A lot of here use the Iris Pen. It's easy to fold away and you can fit a pee pad, and small bed. I use them at feeding time, and when the fluffs have to be away when someone comes like a repairman. At night I use a crate. It has to be small enough or the puppy will pee and poo in it. Just big enough for the puppy to stand and turn around. The ones that I have had a divider so you could move the decider back as the puppy grew. 



You can be extra panels for the Iris pen also. I have two of them.


----------



## NYCHelloKitty (Jun 28, 2013)

Furbabies mom said:


> A lot of here use the Iris Pen. It's easy to fold away and you can fit a pee pad, and small bed. I use them at feeding time, and when the fluffs have to be away when someone comes like a repairman. At night I use a crate. It has to be small enough or the puppy will pee and poo in it. Just big enough for the puppy to stand and turn around. The ones that I have had a divider so you could move the decider back as the puppy grew.
> 
> 
> 
> You can be extra panels for the Iris pen also. I have two of them.

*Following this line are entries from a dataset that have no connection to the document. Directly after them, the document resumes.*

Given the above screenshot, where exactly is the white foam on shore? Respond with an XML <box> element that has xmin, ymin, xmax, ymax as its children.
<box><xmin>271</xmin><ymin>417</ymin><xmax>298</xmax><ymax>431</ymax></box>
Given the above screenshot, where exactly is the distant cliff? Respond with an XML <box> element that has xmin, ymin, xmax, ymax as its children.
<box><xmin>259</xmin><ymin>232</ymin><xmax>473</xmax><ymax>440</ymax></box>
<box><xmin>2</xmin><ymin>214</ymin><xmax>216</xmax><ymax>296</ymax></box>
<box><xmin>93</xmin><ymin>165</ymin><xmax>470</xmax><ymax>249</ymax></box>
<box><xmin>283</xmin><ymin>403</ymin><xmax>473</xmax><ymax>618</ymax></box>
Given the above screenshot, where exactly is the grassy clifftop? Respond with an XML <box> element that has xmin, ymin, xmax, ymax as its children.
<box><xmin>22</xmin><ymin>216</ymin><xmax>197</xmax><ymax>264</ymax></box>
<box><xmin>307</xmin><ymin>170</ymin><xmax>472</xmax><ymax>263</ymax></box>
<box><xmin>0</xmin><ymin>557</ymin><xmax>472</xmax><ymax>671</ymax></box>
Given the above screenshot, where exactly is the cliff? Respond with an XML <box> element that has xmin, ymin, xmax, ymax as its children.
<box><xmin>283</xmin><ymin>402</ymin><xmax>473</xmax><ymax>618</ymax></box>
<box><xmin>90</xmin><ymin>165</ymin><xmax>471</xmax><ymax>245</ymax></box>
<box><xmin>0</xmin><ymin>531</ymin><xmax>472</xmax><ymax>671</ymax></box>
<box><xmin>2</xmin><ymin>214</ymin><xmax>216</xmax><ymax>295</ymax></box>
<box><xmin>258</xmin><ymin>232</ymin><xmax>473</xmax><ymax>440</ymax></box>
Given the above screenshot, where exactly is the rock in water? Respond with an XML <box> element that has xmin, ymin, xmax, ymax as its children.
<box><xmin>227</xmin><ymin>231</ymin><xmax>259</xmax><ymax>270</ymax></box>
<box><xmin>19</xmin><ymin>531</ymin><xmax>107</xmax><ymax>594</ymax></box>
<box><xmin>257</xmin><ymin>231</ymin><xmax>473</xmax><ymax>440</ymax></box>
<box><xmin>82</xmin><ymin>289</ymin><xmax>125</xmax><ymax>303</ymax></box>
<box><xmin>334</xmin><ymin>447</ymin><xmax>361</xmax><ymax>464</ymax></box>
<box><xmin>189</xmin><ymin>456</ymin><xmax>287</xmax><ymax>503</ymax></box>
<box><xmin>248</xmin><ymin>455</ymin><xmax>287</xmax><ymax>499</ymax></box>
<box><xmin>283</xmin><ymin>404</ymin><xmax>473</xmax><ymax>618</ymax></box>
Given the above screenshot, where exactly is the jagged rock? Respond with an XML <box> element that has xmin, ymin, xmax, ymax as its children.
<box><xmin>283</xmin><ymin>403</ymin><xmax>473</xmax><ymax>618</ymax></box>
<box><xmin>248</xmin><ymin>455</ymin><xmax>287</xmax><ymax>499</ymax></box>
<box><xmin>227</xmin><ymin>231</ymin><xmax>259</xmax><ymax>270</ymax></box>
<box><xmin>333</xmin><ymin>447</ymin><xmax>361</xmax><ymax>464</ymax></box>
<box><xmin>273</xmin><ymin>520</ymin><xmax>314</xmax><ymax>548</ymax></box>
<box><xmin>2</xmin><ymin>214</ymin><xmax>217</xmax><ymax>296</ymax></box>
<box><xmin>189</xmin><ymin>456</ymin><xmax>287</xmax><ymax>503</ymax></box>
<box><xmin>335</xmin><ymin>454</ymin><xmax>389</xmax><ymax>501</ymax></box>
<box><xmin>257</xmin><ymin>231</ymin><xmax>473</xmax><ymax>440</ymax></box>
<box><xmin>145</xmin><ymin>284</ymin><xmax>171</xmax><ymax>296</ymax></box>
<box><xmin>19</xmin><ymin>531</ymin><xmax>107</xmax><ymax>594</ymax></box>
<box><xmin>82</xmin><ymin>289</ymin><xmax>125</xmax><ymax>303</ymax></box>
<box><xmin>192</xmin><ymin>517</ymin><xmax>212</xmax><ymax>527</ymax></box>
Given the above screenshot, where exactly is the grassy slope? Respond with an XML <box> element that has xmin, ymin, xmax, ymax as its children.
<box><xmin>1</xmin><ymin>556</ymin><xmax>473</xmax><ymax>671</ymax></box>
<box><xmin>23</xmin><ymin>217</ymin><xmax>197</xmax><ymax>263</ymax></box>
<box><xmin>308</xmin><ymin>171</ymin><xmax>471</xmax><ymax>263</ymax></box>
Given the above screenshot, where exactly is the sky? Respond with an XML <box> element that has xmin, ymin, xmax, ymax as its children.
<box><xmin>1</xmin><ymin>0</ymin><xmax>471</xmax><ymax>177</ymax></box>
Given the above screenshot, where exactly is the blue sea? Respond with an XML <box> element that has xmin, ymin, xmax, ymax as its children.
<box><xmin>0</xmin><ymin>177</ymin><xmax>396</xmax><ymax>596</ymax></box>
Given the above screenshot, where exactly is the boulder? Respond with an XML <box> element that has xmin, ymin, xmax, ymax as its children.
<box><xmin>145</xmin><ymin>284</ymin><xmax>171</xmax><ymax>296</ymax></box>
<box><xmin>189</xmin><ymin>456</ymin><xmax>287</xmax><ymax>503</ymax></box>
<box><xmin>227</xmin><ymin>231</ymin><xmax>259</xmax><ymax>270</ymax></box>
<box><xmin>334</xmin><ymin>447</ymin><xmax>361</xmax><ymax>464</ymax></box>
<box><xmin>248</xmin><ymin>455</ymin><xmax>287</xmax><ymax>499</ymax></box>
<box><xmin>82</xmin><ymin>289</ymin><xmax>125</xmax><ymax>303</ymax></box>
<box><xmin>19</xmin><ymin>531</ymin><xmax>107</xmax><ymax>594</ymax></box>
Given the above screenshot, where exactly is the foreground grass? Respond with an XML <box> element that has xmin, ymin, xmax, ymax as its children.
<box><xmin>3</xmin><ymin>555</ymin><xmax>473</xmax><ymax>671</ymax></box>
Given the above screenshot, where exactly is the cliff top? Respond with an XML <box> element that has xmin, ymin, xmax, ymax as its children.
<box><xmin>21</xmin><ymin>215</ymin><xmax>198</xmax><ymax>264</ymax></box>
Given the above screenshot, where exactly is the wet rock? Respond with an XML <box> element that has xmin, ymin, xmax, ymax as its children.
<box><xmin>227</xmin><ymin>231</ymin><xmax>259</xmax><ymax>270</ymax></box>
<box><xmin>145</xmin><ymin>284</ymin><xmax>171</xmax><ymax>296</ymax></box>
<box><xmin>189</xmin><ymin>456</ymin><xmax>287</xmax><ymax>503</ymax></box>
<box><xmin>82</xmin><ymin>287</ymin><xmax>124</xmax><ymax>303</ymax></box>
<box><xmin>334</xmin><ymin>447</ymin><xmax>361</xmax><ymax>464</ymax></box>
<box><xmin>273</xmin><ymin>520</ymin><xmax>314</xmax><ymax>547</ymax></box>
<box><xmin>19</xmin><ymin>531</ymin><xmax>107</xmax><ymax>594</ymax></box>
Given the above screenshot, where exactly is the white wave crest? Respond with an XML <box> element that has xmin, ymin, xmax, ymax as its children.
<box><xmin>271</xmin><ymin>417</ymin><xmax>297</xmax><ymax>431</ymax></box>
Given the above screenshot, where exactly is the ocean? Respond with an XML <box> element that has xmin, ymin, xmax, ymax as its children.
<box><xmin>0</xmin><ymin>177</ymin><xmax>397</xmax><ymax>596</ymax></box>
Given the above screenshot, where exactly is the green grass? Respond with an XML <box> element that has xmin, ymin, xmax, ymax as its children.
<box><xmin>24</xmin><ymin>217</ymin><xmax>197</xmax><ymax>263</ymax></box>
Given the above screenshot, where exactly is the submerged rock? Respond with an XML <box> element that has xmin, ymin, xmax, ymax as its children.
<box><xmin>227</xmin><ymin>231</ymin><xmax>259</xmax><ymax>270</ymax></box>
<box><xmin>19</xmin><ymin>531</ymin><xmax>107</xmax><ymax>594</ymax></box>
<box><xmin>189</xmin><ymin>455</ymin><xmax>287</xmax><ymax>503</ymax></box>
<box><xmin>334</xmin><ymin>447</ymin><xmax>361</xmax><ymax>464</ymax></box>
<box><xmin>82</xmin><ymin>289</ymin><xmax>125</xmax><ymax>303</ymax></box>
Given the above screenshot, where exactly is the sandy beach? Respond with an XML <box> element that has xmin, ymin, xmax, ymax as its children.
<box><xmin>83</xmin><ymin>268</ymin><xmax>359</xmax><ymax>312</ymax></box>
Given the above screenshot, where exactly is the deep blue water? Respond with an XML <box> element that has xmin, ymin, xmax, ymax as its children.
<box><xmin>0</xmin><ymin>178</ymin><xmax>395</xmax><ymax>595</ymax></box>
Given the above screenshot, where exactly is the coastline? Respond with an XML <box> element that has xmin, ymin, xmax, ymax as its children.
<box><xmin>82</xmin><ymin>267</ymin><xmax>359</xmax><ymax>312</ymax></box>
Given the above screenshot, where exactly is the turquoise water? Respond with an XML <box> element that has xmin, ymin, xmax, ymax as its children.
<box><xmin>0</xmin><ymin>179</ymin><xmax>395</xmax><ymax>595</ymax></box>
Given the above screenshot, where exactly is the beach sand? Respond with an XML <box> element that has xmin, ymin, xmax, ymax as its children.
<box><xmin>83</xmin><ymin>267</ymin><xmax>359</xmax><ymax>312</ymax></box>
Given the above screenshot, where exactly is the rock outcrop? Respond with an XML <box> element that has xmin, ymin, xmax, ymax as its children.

Thank you. Your dogs haven't gotten out?


----------



## NYCHelloKitty (Jun 28, 2013)

Chardy said:


> I have the playpen and it worked well at first for Bimmer when I got him a month ago. I have trained him for indoor potty so I put the pooch pad inside there as well as his bed-- As time went on, when he wasn't in the play pen he thought it was best to go in there to go potty because that is where I first had the pad even after I took it out and he knew where to go. So for now I have it packed away. The crate is working out better for both of them right now. He has the potty training down and they go in the crate to sleep. I don't have any carpet in the family room as I took the area rugs out for now- They go in the crate to sleep and will come out and use the pooch pads when needed. The bad news is... McCartney flips out if you close the door so it is like a little house with an open door. They both have the family room to themselves without the rest of our home until I know he isn't going to mark anything. Since her heat is over he is MUCH better ... I haven't had him marking anything. :chili::aktion033:


Yay for no marking. Thanks for responding.


----------



## Furbabies mom (Jul 25, 2011)

No they never got out of this pen, but they did get out of a soft sided pen.


----------



## NYCHelloKitty (Jun 28, 2013)

So you suggest this more as an additional space but not really a replacement for a crate? Would a pup still feel secure without a top? The reviews on the mesh top don't look so good.


----------



## Chardy (Oct 30, 2008)

There was no way either McC or Bimmer could have jumped out of the playpen. I never had to put the top on. Even when they stood on the bed I had in there- They are 2.13 ounces and 3.13 ounces-- Not sure how big your dog is.


----------



## NYCHelloKitty (Jun 28, 2013)

My pup is 2.2 lbs currently and will be five pounds as an adult.


----------



## Furbabies mom (Jul 25, 2011)

My dogs range in size from 6 pounds to 10. They are rough(ask anyone) and they have not jumped or got out of this pen.


----------



## NYCHelloKitty (Jun 28, 2013)

Thanks for sharing .


----------